Josef Albers Masterpiece Destroyed By MetLife Could Be Recreated
For several decades thousands of people walked by an enormous red, white and black mural created by the German-born artist and colorist Josef Albers, on their way to Grand Central Station. It was designed as a homage to New York, the city to which he immigrated in 1933. The artwork was situated in the former Pan Am Building (now the MetLife building). It was commissioned by Walter Gropius, a Bauhaus colleague and one of the building's architects and remained in-situ until the philistines at MetLife decided to rip the mural out, in order to 'create more light'. With Pan Am relegated to brand history, the new Insurance tenants felt it no longer suited their needs.
Now it has been reported that the iconic mural could again be on display in New York City, 15 years after it was relegated to an Ohio scrapheap. The World Trade Center Transit Hub is one place under consideration, according to TAN. Nicholas Fox Weber, executive director of the Josef and Anni Albers Foundation,has said "The idea of re-creating the Albers mural in New York is very much alive, with various discussions under way, but there are no definitive plans as of the moment."

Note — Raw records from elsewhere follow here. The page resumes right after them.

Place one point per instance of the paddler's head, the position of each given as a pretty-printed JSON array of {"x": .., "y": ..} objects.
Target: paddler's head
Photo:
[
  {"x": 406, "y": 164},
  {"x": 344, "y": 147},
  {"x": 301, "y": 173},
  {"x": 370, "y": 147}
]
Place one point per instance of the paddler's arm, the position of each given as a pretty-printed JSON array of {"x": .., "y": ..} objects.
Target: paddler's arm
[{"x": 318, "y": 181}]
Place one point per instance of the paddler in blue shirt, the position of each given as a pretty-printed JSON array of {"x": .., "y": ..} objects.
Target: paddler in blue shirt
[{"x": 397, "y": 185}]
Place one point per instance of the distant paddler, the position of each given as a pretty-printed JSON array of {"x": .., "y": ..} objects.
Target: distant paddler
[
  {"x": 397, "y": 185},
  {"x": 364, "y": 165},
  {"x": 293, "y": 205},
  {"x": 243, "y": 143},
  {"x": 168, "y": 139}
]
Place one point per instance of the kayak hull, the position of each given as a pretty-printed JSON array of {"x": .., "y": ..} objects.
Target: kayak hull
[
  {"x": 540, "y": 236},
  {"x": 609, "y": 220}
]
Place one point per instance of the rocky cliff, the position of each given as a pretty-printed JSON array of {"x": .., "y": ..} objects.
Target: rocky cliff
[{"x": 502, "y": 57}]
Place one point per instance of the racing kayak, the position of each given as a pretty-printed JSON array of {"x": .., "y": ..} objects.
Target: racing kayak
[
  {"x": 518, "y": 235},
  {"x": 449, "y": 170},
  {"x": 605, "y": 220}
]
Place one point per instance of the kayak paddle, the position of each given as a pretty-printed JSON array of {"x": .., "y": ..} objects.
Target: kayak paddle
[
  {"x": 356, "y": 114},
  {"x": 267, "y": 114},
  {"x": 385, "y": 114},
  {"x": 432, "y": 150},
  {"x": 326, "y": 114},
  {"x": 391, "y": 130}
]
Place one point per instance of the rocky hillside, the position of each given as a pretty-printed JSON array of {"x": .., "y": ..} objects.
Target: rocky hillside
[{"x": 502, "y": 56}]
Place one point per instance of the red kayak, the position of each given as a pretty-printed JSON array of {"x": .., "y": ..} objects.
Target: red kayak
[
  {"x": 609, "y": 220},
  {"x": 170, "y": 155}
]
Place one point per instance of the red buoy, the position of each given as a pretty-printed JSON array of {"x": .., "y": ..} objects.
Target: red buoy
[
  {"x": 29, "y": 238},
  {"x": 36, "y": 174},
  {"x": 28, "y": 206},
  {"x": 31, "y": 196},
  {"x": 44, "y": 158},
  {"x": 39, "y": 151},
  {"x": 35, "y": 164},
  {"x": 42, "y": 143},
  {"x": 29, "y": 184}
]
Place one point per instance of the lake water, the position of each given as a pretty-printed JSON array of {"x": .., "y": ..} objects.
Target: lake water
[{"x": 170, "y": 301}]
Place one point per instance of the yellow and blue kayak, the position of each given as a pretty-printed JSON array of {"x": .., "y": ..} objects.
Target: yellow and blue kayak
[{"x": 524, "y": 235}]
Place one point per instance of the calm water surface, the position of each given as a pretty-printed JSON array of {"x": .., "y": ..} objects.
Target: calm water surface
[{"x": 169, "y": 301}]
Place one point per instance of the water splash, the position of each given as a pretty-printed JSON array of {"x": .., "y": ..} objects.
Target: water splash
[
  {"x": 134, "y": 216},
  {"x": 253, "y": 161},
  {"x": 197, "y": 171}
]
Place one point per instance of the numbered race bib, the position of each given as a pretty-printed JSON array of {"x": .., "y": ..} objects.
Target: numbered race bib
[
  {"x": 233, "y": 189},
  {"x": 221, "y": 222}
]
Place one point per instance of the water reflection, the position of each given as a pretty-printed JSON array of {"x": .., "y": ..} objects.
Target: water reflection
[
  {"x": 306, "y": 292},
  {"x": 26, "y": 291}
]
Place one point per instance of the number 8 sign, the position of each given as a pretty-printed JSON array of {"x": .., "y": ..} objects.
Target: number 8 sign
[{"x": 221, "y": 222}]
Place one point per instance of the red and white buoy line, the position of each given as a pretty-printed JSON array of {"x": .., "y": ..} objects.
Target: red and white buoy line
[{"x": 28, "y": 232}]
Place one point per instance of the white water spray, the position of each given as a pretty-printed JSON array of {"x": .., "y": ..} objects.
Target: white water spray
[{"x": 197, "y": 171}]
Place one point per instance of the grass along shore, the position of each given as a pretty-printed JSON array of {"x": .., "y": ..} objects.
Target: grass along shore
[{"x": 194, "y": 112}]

In 1963 Walter Gropius who designed the Pan Am Building with Emery Roth & Sons and Pietro Belluschi, commissioned Albers to make a mural. The 55-foot-wide and 28-foot-tall, formed with black, red, and white squares. The artist reworked City, a sandblasted glass construction that he had designed in 1929 at the Bauhaus, and renamed it Manhattan. The giant abstract mural was installed in the lobby of the building but removed nearly 30 years later during a redesign in 2000. Before his death in 1976, Albers left exact specifications of the work, so it could easily be replicated. It has been confirmed that the original, except for one panel was destroyed by MetLife the current occupants of the building.